Until I test it I can't say whether or not the Android client for Joplin can select webdav as it's synchronization choice and have it work. After Wednesday when my schedule frees up, I will try it.
I have only used http file serving to date.
I just turned my phone into a webdav server and was able to map a drive to it from Windows, so perhaps Joplin will work too.
You would probably want to turn your PC into a webdav server, and then tell your mobile joplin to use webdav sync to the PC. I will test this after wednesday.
These options should work for those who absolutely don't want to put their files on a Cloud Server. A Cloud Server is easier and available 24/7 from all of your devices.
It was the Zyxel NAS326 mentioned in an earlier post. I use Synology myself.
I'm a toy lover and have over 10 "devices" if you count Android phones and tablets and a couple of Windows laptops. I have only 2 devices (phones) that have access to the cloud. None of the Android things even have Google accounts on them. So, my devices have 24/7 access to my local network only. One PC connects to the internet by tethering to a phone. The rest are quite happy to remain offline. I tried SyncThing to keep other than Joplin files consistent across devices but never had much luck with it. The NAS cured that issue and everything now keeps itself in sync with the NAS.

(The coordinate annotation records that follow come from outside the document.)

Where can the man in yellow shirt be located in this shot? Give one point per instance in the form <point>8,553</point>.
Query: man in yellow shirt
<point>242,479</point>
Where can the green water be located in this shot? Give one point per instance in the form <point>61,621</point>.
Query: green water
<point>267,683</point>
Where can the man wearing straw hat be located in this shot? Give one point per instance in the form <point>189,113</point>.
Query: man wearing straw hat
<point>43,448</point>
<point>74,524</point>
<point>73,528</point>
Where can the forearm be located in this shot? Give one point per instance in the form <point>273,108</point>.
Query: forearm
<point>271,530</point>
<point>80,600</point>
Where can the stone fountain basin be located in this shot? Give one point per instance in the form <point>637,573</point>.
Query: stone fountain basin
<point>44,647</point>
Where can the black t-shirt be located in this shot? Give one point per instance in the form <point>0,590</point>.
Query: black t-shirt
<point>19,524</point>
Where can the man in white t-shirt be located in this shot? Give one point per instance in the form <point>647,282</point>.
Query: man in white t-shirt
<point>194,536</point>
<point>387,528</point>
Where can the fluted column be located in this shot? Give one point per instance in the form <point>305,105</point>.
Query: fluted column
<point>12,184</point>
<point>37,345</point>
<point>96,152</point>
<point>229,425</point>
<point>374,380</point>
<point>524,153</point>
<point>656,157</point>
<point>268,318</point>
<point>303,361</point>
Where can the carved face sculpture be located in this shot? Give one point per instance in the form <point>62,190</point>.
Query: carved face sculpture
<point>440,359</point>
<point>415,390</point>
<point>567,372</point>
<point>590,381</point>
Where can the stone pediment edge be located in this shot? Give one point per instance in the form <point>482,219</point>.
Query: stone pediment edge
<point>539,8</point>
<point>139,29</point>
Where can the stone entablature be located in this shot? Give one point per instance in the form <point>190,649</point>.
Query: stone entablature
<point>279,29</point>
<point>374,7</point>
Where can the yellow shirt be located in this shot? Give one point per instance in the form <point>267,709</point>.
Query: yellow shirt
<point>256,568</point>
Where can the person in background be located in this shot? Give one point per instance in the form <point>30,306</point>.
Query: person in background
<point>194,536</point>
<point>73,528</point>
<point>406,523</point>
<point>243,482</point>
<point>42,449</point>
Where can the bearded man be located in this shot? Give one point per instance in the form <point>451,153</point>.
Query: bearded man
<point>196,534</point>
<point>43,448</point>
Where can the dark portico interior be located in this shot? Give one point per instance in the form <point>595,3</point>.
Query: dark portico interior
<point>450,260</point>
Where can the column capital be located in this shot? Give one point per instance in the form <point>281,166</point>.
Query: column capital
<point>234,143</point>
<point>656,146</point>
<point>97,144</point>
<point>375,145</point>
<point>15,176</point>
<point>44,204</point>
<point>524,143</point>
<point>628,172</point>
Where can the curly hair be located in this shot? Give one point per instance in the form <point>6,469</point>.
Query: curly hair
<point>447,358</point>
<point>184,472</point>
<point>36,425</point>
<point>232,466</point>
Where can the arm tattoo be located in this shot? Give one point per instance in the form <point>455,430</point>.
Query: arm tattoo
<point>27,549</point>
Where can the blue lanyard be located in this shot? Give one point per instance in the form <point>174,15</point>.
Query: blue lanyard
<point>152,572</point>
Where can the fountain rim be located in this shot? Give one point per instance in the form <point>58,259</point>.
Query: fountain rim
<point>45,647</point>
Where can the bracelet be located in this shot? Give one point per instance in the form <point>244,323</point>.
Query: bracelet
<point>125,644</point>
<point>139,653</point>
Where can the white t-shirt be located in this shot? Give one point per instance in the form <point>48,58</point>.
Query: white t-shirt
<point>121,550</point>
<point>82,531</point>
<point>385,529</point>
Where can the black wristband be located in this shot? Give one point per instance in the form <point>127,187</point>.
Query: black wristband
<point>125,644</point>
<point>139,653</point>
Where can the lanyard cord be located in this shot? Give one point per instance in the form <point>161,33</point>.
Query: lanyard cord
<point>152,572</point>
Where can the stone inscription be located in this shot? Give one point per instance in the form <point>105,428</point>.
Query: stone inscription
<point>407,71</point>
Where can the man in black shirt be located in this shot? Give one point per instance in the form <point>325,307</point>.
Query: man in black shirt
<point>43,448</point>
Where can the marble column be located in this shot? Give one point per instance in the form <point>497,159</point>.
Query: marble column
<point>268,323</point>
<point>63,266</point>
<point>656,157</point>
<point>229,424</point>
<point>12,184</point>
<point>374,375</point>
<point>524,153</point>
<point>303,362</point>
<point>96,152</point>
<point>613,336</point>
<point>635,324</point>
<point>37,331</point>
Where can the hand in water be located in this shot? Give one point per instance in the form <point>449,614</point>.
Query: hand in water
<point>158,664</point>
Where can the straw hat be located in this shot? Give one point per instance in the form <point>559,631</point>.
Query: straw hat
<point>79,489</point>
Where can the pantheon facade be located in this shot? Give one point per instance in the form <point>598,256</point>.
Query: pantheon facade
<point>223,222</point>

btw. I'm retired so these things really are just toys.
And if you are not technically Savvy enough to install a network attached server or you just want to keep it simple with a PC and a phone you can probably use and I'm not going to say yes until I test it, rclone to turn the PC into a web dev server and you can install it as a service so that it runs automatically when the computer boots and you log in so you don't need to interact with it at all and then your phone can run Roundsync which is rclone on Android. You configure it to connect to the PC using the webdav protocol.
Then, you can either choose to synchronize on Demand by running roundsync and clicking the sync button or you can schedule it to run every 15 minutes or every hour or however often you want it to.
This is a simple solution for somebody that only wants to have their PC in their phone talk directly to each other without the cloud or a server.
I'm going to test this to make sure after Wednesday this week.
It's another toy to play with.
If you get bored you can give it a try even though you don't need it. It would just be for the heck of it.
For off the network synchronization between my phone and my computer and my Nas I use tailscale VPN peer-to-peer Mesh networking which is free.
no matter where I am my phone has direct access to my computers at home over an encrypted connection that does not require me to open ports on my router. Tailscale took no more than 15 minutes for me to install and configure on my phone and two computers. Actually three because of it's on my Nas too.
OK. I found rclone (AKA RCX) from fdroid and installed it on my phone. Config was simple and it seems amazingly fast to access my NAS. When I say the config was simple though I should qualify that by saying I already knew how to connect WebDAV to my NAS. A new user might not, so the URL may be a problem. In the case of a Synology NAS for strictly local access it would be . . .
http://192.168.1.xxx:5005/SharedVolumeName
I'll look for that "roundsync" you mentioned and see how that goes. I can't see either being of much use in the Joplin environment as it already does WebDAV but I've got lots of other stuff that could benefit.
Oops. Couldn't find roundsync so I re-read your post and rclone IS roundsync. Sync doesn't seem to work on my phone, complaining it has no Wi-Fi connection (I turned off mobile data so Wi-Fi is the only connection) and since Joplin really has no use for that sync I'm not going to spend a lot of time with it. It's a great remote file manager though.